Pengurus Besar Persatuan Artis Film Indonesia (PB PARFI) kembali menghadapi dinamika.
Permasalahan ini bermula ketika masa jabatan Alicia Djohar sebagai Ketua PB Parfi periode 2020-2025 berakhir.
Ia menolak hasil kongres ke-18 yang memilih Ki Kusumo sebagai Ketua PB Parfi periode 2025-2030, yang digelar di Gedung Film, Jakarta, pada Kamis, 20 Februari 2025.
Sebelumnya, Alicia Djohar bersama tim mengadakan Kongres Parfi Dipercepat pada Senin, 23 Desember 2024, di Hotel Pomelotel, Jakarta Selatan.
Namun kongres ini mendapatkan penolakan dari sejumlah anggota senior PB Parfi, yang menyampaikan keberatan tertulis yang dibacakan di lokasi.
“Kami memandang tidak ada hal mendesak, baik secara internal maupun eksternal. Selain itu, tidak pernah ada AD/ART Parfi yang sah secara hukum, karena tidak ada yang disahkan dalam kongres sebelumnya,” demikian pernyataan yang disampaikan kepada Panitia Pelaksana Kongres Parfi Dipercepat 2024 kala itu.
Kini, Alicia Djohar membawa hal tersebut ke meja hijau melalui gugatan yang dilayangkan ke Pengadilan Tata Usaha Negara (PTUN), Pulo Gebang, Jakarta Timur.
Hasanuddin Nasution, Kuasa Hukum PB Parfi dibawah kepemimpinan Ki Kusumo menjelaskan, terhitung hari ini dia resmi menjadi advokat PB Parfi untuk menangani perkara tersebut.
“Gugatannya itu, berkaitan dengan keberadaan SK AHU yang dikeluarkan oleh Kementerian Hukum dan HAM kepada PB Parfi dibawah Ki Kusumo,” ujarnya kepada wartawan, Senin (5/5/2025).
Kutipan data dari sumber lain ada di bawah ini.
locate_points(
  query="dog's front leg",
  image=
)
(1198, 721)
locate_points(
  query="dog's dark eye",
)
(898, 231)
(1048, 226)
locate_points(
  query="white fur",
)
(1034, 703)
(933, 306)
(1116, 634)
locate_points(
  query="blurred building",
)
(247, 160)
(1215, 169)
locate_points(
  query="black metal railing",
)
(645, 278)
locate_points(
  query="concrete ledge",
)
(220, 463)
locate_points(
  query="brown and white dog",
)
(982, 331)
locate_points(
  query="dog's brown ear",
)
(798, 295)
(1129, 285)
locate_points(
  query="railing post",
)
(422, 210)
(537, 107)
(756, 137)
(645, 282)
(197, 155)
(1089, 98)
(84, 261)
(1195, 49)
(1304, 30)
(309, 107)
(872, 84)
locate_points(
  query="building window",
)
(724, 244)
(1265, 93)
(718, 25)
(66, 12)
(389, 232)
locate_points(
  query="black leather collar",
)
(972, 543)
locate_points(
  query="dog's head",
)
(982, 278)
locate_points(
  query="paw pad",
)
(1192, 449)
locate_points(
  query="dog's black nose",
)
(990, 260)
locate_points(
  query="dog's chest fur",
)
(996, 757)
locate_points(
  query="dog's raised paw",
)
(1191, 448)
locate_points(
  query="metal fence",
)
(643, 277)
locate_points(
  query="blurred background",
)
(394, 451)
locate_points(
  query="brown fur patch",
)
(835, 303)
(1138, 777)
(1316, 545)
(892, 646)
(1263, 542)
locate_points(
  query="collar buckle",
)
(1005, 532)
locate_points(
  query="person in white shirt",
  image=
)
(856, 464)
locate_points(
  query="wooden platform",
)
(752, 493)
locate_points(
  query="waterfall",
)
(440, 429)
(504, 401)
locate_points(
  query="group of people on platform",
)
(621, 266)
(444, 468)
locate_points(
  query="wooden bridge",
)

Menurutnya Alicia Djohar tidak punya hak.
“Mereka menyebut berdiri tahun 2020. Sementara PB Parfi yang asli ini sudah berdiri sejak Maret 1956, kan berbeda,” lanjutnya.
Pihaknya mempertanyakan urusan Alicia Djohar dengan AHU yang dikeluarkan oleh Kementerian Hukum dan HAM kepada PB Parfi ini (Kepemimpinan Ki Kusumo).
“Mereka tidak punya legal standing untuk mengajukan gugatan,” tandasnya.
“Kalau mereka anggota PB Parfi kan gak mungkin mereka mendirikan dan membuat akte segala macam,” imbuhnya.
Dijelaskan, hingga hari ini atau sidang keempat masih agenda persiapan.
“Makanya, Ki Kusumo atau PB Parfi belum dianggap sebagai pihak dalam perkara. Lalu, bagaimana langkah selanjutnya?”
“Saya sampaikan ke semua artis senior, apabila bapak ibu menganggap PB Parfi ini rumah artis, maka harus dipertahankan. Karena menurut saya, tidak ada alasan mereka (Alicia Djohar) untuk meminta supaya AHU itu dibatalkan,” paparnya.
Sementara itu Ketua PB Parfi terpilih, Ki Kusumo mengaku sudah menjalani aturan dalm PB Parfi.
Pihaknya justru merasa aneh dengan gugatan yang dilayangkan ke PTUN. Terlebih, dia mendapatkan undangan sebagai turut tergugat justru pada sidang ketiga.
“Kalau di mata saya ya rada aneh. Kenapa saya baru dipanggil di sidang ke tiga? bukan dari pertama atau kedua,” ujar Ki Kusumo.
Sebagai warga negara yang taat hukum, Ki Kusumo menghormatinya.
“Tentunya, mengikuti aturan yang ada, lalu mengumpulkan legal formal kami. Termasuk bukti-bukti yang menyangkut keberadaan AHU kami,” sambungnya.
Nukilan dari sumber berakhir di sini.